Indonesia also exported a record-high of US$ 26.5 million in March 2022. This is 44.4% higher on a year-on-year basis. After oil and gas, Indonesia’s most important exports are coal, steel, nickel and other metals.
So it suffices to say that Brazil, Thailand and Indonesia use Russia and Ukraine. Therefore, surprisingly the exports of these countries have increased.
This is a clear investment opportunity and FIIs are making the most of it.
Will FIIs come back to India?
Indian stock markets are in almost perfect condition.

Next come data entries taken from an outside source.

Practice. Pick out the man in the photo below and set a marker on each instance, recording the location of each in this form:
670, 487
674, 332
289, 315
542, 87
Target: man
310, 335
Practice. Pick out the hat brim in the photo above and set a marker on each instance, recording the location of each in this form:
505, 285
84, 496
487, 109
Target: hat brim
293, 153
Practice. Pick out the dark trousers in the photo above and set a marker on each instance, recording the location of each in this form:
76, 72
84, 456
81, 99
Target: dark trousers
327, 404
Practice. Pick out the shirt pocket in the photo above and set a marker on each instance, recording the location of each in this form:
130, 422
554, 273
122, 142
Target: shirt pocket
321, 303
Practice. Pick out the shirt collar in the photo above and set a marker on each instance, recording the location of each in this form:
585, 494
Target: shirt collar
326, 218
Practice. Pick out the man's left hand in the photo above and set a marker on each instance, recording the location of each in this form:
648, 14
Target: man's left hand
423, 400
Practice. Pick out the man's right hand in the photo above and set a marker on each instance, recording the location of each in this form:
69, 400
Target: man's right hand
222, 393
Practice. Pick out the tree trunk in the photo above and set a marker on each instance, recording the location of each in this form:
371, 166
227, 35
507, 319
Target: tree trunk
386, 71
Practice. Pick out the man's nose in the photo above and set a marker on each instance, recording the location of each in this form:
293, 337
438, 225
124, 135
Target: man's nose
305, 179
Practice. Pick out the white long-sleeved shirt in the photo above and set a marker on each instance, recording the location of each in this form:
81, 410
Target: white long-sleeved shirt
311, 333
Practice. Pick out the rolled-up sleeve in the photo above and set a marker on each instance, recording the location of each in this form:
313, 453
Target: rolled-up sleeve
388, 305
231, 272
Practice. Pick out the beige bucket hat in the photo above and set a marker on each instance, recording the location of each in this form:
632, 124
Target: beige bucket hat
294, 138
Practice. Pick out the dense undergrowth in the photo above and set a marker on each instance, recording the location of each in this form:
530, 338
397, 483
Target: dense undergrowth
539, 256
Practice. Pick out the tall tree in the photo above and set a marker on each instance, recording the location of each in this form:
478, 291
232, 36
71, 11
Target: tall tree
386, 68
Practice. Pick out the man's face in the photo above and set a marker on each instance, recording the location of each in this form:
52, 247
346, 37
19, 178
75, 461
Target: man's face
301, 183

Companies are reporting fourth quarter results. In these results, a clear recovery from the era of Kovid-19 can be seen.
This has triggered a wave of positivity in the Indian stock markets. So, we can see that Indian stock markets are recovering in some way or the other. FII outflows have been less as compared to the previous month.
In addition, there was a change in FII investment due to rising commodity prices and reduced exports from Russia and Ukraine.
Therefore, when the Russo-Ukraine war situation normalises, commodity prices will drop below their highs. Russia and Ukraine will not be able to regain their export levels immediately, but there will be some clear and gradual change in the export ratio.
Another effect of the normalization of the war situation would be that the dollar would lose its price position. In this case the rupee will strengthen.
Therefore, all the reasons for FIIs moving away from India will be curtailed. The negative will gradually turn into a positive, and FIIs will come back to India.
An interesting scenario emerged in this historic FII sell-off, that the decline in the indices has been negligible as compared to the sell-off by FIIs.
but why?
Why didn’t the stock market fall drastically? Did you manage to keep up with the market?
Stay tuned to this platform to know.
Happy investment!
Disclaimer: This article is for informational purposes only. This is not a stock recommendation and should not be treated as such.